Robot chemist discovers a new catalyst
Researchers at the University of Liverpool have built an intelligent mobile robot scientist that is claimed to be the first of its kind, with the ability to work almost 24 hours a day and to carry out experiments by itself.
Robots have been used before in chemistry research, but they are typically hardwired to a specific experiment. In contrast, the 1.75 m-tall robot developed by the Liverpool team is mobile and can roam around the laboratory, performing a wide range of different tasks. It can also work with equipment designed for human operation thanks to its human-like dimensions and physical reach, relying on an articulating arm to interact with lab equipment and a special gripper that allows it to pick things up and operate machinery.
“What we’ve done, unusually, is to use a mobile system,” said Professor Andrew Cooper, who led the project. “That has advantages because you can really drop it into an existing lab and, without much modification, use equipment which is already there. To some extent, if a human can use the equipment, the robot can use the equipment.”
Unlike a human, however, the 400 kg robot has infinite patience, can think in 10 dimensions and works for 21.5 hours each day, pausing only to recharge its battery. In place of a vision system it uses lasers to map its 3D environment (lidar), coupled with a touch feedback system for positioning.
“The robot taps a cube which is located in a fixed space, and that then provides a six-position reference point,” Prof Cooper explained.
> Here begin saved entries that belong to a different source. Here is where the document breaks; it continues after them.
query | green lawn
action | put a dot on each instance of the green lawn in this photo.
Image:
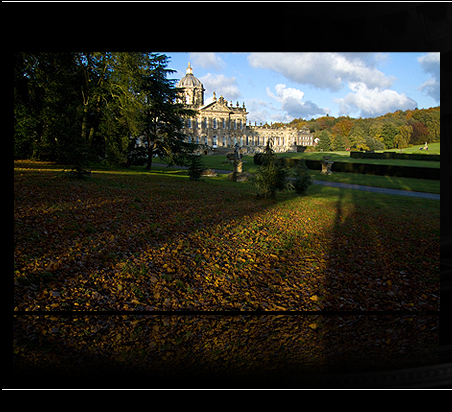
(389, 182)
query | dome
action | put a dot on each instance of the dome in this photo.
(189, 80)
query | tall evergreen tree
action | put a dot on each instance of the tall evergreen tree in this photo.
(162, 116)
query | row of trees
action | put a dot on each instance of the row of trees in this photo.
(390, 131)
(77, 107)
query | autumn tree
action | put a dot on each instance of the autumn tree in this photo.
(420, 133)
(325, 141)
(402, 138)
(342, 128)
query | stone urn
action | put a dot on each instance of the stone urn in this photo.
(326, 165)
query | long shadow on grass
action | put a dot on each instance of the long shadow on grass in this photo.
(384, 254)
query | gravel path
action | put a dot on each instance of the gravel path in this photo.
(372, 189)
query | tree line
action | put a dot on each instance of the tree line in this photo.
(390, 131)
(79, 107)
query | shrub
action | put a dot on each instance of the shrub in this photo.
(195, 167)
(302, 178)
(272, 174)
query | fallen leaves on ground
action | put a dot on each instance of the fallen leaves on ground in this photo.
(138, 241)
(220, 346)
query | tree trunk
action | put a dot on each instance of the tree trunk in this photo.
(150, 153)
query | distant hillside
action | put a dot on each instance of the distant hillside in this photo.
(391, 131)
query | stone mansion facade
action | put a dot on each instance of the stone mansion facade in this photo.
(221, 124)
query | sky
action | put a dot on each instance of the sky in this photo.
(279, 87)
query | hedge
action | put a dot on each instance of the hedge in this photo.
(368, 169)
(394, 155)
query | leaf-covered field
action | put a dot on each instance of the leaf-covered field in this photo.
(127, 240)
(272, 349)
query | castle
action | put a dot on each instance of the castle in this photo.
(220, 124)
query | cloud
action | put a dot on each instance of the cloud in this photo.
(292, 102)
(221, 85)
(371, 102)
(325, 70)
(430, 63)
(261, 111)
(207, 60)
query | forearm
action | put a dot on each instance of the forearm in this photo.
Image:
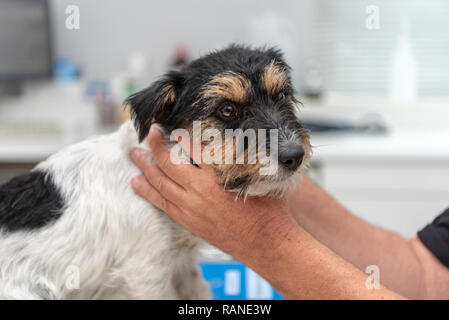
(357, 241)
(302, 268)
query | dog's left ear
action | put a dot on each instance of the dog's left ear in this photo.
(155, 103)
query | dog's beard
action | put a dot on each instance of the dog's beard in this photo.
(273, 186)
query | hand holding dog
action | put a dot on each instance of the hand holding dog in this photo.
(259, 232)
(193, 197)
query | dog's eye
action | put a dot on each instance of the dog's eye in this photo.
(281, 96)
(228, 110)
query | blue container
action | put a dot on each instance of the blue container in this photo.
(235, 281)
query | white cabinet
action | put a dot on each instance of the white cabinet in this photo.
(396, 185)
So the robot is programmed with the coordinates of the equipment and instruments that it needs to use, and each of these stations is marked with its own cube.
“The biggest challenge was to make the system robust,” said PhD student Dr Benjamin Burger, who built and programmed the robot. “To work autonomously over multiple days, making thousands of delicate manipulations, the failure rate for each task needs to be very low. But once this is done, the robot makes far fewer mistakes than a human operator.”
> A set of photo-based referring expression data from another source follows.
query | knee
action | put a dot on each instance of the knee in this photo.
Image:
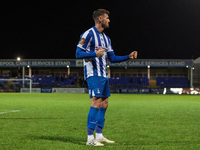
(104, 103)
(96, 103)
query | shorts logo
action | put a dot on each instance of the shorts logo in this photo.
(98, 91)
(82, 41)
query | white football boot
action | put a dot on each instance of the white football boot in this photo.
(94, 142)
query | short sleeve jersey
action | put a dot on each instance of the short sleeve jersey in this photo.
(89, 42)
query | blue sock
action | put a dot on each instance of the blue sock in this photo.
(100, 118)
(98, 129)
(90, 131)
(91, 121)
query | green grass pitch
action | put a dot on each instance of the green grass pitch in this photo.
(58, 121)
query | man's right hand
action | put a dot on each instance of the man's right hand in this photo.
(100, 52)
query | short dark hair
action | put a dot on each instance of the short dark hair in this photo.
(99, 12)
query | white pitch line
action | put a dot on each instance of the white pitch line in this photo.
(9, 111)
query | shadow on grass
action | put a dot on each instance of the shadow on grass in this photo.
(74, 140)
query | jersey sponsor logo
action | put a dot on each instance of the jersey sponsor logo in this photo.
(98, 91)
(82, 41)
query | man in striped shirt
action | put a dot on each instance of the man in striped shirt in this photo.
(95, 48)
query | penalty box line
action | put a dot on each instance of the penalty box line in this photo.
(10, 111)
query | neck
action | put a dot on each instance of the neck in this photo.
(99, 27)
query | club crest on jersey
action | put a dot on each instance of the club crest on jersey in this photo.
(82, 41)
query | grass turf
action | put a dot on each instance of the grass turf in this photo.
(58, 121)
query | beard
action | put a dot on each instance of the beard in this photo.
(105, 25)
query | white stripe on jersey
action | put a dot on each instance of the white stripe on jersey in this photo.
(89, 68)
(108, 44)
(96, 58)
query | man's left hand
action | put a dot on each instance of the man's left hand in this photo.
(133, 55)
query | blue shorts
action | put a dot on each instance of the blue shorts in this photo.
(98, 86)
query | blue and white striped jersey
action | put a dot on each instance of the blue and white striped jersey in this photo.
(89, 42)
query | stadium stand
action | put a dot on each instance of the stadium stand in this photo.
(172, 82)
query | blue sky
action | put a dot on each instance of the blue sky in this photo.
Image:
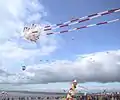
(90, 40)
(84, 58)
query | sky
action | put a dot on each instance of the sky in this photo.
(93, 57)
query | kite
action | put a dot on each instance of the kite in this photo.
(34, 31)
(71, 92)
(23, 68)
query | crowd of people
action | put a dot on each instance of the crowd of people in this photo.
(111, 96)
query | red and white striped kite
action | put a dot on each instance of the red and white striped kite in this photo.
(34, 31)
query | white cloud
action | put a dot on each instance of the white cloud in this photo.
(14, 15)
(96, 67)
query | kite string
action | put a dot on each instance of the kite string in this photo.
(86, 26)
(81, 19)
The robot was designed to help the team in their work developing photocatalysts, which are materials that help produce hydrogen from water using light. Writing in the journal Nature, the researchers recounted how the robot conducted 688 experiments over eight days, working for 172 out of 192 hours.
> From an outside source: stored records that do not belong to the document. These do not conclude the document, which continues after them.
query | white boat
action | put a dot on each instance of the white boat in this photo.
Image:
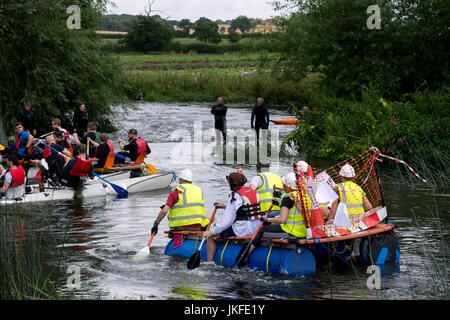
(115, 176)
(95, 188)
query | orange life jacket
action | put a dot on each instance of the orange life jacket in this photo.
(141, 145)
(18, 177)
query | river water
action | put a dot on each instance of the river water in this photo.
(100, 235)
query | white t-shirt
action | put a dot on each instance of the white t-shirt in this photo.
(257, 181)
(240, 228)
(16, 192)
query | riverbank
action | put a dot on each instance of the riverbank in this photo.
(412, 128)
(238, 78)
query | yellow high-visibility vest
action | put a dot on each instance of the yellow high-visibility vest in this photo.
(190, 207)
(295, 224)
(352, 195)
(265, 192)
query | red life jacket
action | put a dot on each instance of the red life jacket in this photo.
(110, 145)
(81, 168)
(141, 145)
(249, 193)
(20, 144)
(47, 153)
(18, 177)
(248, 211)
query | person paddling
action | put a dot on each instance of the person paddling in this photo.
(24, 140)
(14, 184)
(290, 219)
(78, 168)
(350, 194)
(102, 150)
(263, 184)
(237, 219)
(184, 205)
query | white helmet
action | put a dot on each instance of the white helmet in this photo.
(347, 171)
(302, 166)
(290, 180)
(186, 175)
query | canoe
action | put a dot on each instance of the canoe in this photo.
(295, 256)
(286, 122)
(96, 188)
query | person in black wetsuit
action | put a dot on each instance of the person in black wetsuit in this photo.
(260, 117)
(26, 117)
(219, 111)
(80, 121)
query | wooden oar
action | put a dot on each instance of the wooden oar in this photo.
(119, 190)
(194, 260)
(301, 193)
(150, 169)
(144, 252)
(245, 250)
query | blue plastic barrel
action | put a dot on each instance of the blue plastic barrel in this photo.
(272, 260)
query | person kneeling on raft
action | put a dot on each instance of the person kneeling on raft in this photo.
(234, 221)
(14, 184)
(350, 194)
(184, 205)
(77, 169)
(290, 219)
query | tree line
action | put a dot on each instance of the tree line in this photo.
(124, 23)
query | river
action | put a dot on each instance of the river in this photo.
(100, 235)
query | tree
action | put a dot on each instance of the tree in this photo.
(242, 23)
(207, 30)
(234, 36)
(332, 37)
(53, 67)
(148, 35)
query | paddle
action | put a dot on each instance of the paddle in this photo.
(119, 190)
(245, 250)
(301, 193)
(150, 169)
(194, 260)
(144, 252)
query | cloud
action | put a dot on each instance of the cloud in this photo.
(194, 9)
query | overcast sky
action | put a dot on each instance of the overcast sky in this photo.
(194, 9)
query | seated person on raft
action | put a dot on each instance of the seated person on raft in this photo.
(54, 162)
(136, 145)
(263, 183)
(238, 218)
(130, 152)
(14, 184)
(24, 140)
(90, 133)
(77, 169)
(102, 150)
(184, 205)
(290, 219)
(350, 194)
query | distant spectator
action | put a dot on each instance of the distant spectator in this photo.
(80, 121)
(26, 117)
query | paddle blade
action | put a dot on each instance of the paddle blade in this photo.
(241, 258)
(194, 261)
(150, 169)
(142, 254)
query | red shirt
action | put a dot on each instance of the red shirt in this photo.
(173, 198)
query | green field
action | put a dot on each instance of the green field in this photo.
(225, 63)
(239, 78)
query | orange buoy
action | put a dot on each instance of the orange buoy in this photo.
(287, 121)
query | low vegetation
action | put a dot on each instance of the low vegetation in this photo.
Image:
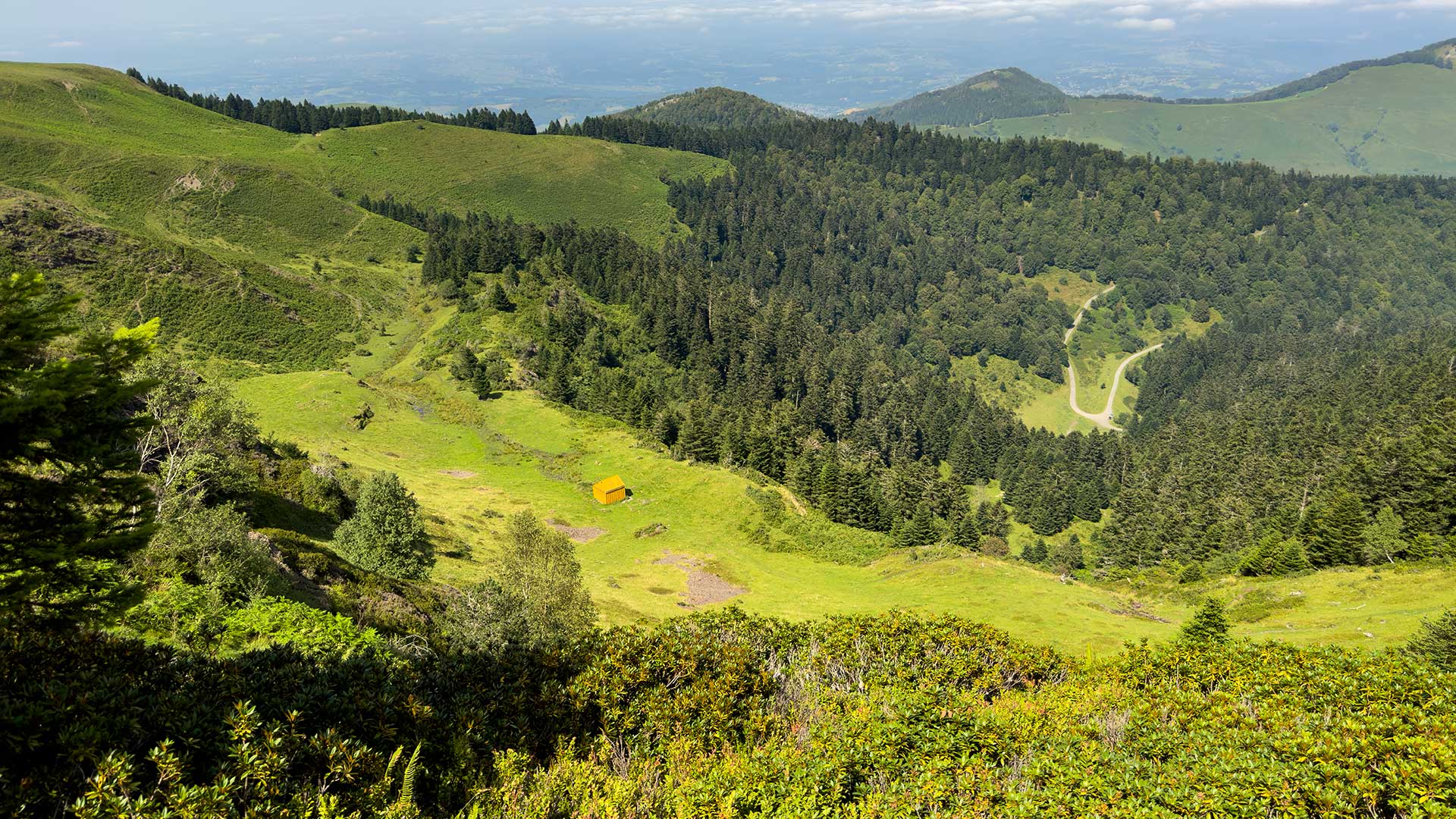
(1378, 120)
(990, 95)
“The robot weighs out the solid catalyst; it dispenses the liquids; it shines the light onto the samples; it measures the output, which is the hydrogen; and based on this output, the hydrogen emission from the experiment, it then makes a decision about what to do next,” Prof Cooper said.
The robot’s brain used a search algorithm to navigate a 10-dimensional space of more than 98 million candidate experiments, deciding on the best experiment to do next based on the outcomes of the previous ones. By doing this, it autonomously discovered a catalyst that is six times more active, with no additional guidance from the research team.
“If you explore too much then you end up doing 98 million experiments, and that’s just not possible,” Prof Cooper said. “But if you exploit too much, if you optimise too greedily or too quickly, you don’t necessarily find the best solution.
“So the robot uses an optimisation algorithm, using a method called Bayesian optimisation, to navigate that chemical space.”
While the robot won’t be replacing human jobs any time soon, as it still needs scientists to devise the experiments, the researchers say their technology could be used to tackle problems of a scale and complexity that are currently beyond our grasp. For example, autonomous robots could find materials for clean energy production or new drug formulations by searching vast, unexplored chemical spaces.
“Our strategy here was to automate the researcher, rather than the instruments,” Prof Cooper said. “This creates a level of flexibility that will change both the way we work and the problems we can tackle. This is not just another machine in the lab: it’s a new superpowered team member, and it frees up time for the human researchers to think creatively.”
The researchers have also received a lot of interest from laboratories that are looking to recommence operation while still maintaining a level of social distancing. Prof Cooper noted, “If you have a technology where you can load the system up, and then that takes three hours and then it works for eight days or two weeks by itself, then you can see possibilities there. So I’d be delighted if we can find some way to contribute to that.”